Covering Norwich City over the past week has been the closest thing to having a school timetable since I was 16 years old.

There was a tough maths lesson when managing director Steve Stone and chairman Ed Balls talked to us about the accounts for 2016/17. Football commentators only usually need to count up to 90, or 95 if you include stoppage time, so figures in the millions can be very dizzying.

Having translated those numbers into what it will probably mean for the first team and showing my working it was time for a science lesson from that new German teacher Mr Farke.

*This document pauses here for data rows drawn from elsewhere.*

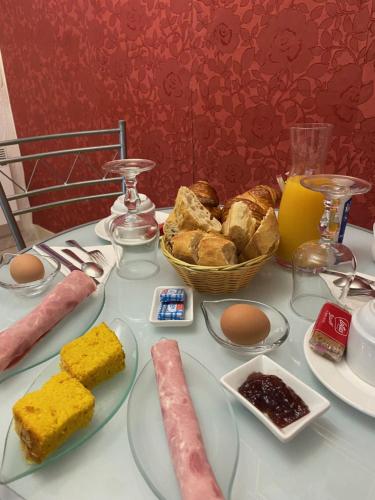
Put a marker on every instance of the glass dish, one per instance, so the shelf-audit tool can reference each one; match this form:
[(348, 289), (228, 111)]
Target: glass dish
[(213, 309), (109, 396), (73, 325), (147, 437), (51, 268)]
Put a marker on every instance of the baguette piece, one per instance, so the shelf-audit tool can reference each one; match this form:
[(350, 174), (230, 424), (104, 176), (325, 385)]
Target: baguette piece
[(191, 214), (239, 225), (185, 245), (170, 228), (94, 357), (265, 239), (216, 251)]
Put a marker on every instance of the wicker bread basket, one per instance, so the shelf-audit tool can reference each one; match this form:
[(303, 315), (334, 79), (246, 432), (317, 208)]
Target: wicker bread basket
[(222, 279)]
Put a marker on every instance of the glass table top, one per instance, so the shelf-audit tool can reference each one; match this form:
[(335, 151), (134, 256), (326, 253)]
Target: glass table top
[(330, 459)]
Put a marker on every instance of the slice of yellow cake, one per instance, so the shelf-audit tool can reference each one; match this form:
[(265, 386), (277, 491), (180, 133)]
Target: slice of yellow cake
[(46, 418), (94, 357)]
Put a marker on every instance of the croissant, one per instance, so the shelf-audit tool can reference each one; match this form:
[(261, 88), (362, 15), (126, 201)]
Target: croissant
[(258, 199), (258, 211), (205, 193)]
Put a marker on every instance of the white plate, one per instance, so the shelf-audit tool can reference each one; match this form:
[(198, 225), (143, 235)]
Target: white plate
[(340, 380), (317, 404), (71, 326), (109, 396), (100, 229), (189, 307), (147, 438)]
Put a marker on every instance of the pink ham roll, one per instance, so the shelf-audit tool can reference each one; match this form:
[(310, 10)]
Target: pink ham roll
[(194, 473), (16, 340)]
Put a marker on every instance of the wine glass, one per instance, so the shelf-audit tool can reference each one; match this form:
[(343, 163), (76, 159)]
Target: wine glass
[(314, 262), (130, 168)]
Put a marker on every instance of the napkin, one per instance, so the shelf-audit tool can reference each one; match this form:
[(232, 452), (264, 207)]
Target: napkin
[(107, 251), (352, 303)]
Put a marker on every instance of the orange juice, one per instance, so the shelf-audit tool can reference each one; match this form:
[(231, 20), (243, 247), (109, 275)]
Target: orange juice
[(300, 212)]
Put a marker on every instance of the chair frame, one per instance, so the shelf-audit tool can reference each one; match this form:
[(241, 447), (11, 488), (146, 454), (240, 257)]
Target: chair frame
[(10, 215)]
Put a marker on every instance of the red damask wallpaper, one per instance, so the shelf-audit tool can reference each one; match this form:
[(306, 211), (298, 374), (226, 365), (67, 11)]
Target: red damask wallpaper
[(208, 87)]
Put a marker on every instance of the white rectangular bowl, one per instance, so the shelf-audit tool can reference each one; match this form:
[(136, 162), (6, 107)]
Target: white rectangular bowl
[(189, 308), (317, 404)]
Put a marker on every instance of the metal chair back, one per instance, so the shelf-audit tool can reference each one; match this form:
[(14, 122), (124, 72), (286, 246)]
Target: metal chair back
[(118, 147)]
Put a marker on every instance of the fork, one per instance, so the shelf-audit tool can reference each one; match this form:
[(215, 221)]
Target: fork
[(95, 255)]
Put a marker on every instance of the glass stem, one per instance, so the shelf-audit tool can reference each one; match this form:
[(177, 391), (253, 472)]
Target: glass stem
[(132, 199), (330, 222)]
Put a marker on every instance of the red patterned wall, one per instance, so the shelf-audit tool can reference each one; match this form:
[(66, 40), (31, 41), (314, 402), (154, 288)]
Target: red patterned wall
[(208, 87)]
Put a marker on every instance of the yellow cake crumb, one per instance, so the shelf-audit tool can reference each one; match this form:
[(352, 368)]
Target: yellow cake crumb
[(46, 418), (94, 357)]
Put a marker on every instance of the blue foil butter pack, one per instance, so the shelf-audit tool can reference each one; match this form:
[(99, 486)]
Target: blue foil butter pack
[(169, 295), (171, 311)]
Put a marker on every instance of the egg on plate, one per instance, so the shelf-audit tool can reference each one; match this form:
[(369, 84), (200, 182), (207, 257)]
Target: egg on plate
[(245, 324)]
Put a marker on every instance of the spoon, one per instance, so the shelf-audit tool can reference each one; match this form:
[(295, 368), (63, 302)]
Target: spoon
[(92, 269), (357, 283)]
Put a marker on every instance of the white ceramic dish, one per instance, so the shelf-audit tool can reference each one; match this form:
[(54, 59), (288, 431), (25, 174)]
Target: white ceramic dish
[(340, 380), (317, 404), (189, 308), (100, 227)]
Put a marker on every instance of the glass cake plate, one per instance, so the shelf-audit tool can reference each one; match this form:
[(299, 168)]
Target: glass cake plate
[(73, 325), (147, 437), (109, 396)]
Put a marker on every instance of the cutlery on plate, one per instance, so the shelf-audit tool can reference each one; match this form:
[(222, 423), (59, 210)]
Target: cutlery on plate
[(96, 255), (65, 262), (90, 268)]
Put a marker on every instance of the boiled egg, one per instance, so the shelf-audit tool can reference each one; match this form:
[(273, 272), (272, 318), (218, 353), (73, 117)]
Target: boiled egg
[(244, 324), (26, 268)]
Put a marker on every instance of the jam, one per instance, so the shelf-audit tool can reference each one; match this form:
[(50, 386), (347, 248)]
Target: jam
[(271, 396)]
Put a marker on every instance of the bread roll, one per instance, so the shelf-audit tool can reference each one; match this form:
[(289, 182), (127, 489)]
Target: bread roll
[(205, 193), (216, 251), (265, 239), (191, 214), (185, 245), (239, 225), (257, 211), (268, 193)]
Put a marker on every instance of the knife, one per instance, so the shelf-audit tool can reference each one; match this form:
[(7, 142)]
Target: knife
[(65, 262)]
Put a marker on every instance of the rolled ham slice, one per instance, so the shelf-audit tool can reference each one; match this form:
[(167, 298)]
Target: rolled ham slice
[(193, 471), (18, 339)]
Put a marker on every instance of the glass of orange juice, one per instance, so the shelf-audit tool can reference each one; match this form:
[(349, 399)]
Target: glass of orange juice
[(301, 209)]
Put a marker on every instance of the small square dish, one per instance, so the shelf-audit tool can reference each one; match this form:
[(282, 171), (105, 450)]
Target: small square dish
[(189, 308), (316, 403)]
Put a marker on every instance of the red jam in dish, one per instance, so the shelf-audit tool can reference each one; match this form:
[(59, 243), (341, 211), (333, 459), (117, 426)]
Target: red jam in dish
[(271, 396)]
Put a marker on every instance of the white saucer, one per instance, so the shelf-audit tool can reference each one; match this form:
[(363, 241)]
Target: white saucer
[(340, 380), (101, 231)]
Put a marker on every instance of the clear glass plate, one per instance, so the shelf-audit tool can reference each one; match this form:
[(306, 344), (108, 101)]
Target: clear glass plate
[(73, 325), (147, 437), (109, 396), (213, 309)]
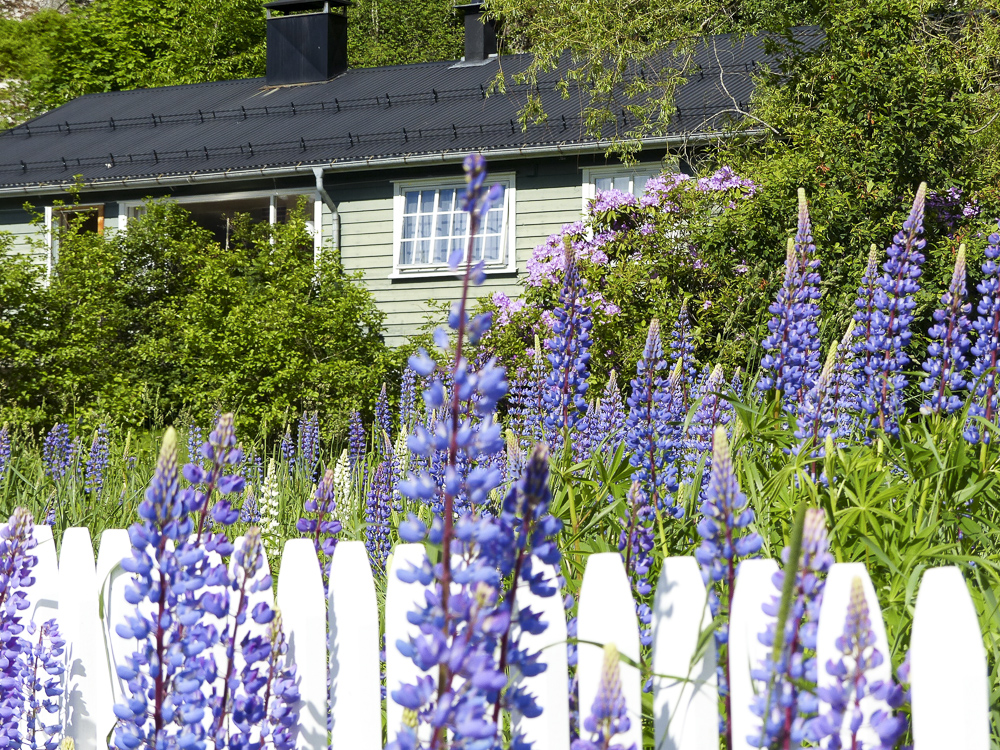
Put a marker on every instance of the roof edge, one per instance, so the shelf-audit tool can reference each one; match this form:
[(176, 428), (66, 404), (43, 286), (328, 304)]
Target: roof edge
[(303, 168)]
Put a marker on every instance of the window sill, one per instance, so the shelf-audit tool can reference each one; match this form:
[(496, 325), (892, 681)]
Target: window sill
[(444, 273)]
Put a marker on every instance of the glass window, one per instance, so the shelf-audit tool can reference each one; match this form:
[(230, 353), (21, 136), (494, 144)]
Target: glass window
[(434, 226)]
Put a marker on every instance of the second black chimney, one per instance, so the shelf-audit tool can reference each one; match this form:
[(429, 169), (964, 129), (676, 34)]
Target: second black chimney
[(480, 33), (308, 42)]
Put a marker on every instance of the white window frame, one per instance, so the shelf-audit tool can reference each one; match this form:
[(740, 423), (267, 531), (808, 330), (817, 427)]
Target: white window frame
[(592, 174), (508, 243), (126, 209)]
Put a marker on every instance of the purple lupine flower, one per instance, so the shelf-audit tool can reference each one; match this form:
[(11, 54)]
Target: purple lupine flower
[(609, 425), (309, 445), (470, 625), (983, 399), (407, 399), (288, 451), (894, 302), (42, 675), (378, 511), (723, 529), (784, 700), (946, 361), (609, 715), (57, 452), (16, 563), (324, 527), (97, 463), (383, 417), (850, 686), (5, 459), (356, 439), (792, 360), (682, 350), (569, 355)]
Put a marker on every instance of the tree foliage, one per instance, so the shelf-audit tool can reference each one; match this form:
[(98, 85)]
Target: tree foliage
[(159, 319)]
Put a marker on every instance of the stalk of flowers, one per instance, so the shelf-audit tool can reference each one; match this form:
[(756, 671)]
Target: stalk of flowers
[(983, 399), (322, 529), (42, 674), (378, 511), (569, 355), (785, 700), (4, 451), (383, 416), (725, 538), (97, 463), (851, 685), (309, 443), (946, 361), (682, 348), (894, 302), (57, 452), (608, 716)]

If your star striker has been suffering from groin and calf problems what is the best method of treatment for him? I cannot have been the only one with the Dunce’s cap in the corner of the room who didn’t come up with the correct answer about sending them to see a Portuguese dentist.

The theory that a tooth infection may be the root of Nelson Oliveira’s niggling injury problems may sound odd but it is not unheard of. Steven Gerrard had a series of problems towards the start of his career and the Liverpool great even had his wisdom teeth removed. Some further homework has revealed reports about Robin van Persie and the former Chelsea player Florent Malouda going through the same treatment at the height of their Premier League careers.

Farke’s Friday register also included the news that James Maddison had been for a new haircut which was bound to make him the talk of the playground.

The school week ended with defeat against the bigger boys from Bolton but having interviewed Ivo Pinto after the match and heard about him playing on with a broken nose I have decided I might try and get in his gang.

The way he sported that mysterious white mask during the game suggests he’s definitely going to get the leading role on the school production of Phantom of the Opera anyway. He’s due to have surgery over the international break so let’s hope the Portuguese can work wonders with noses as well as teeth.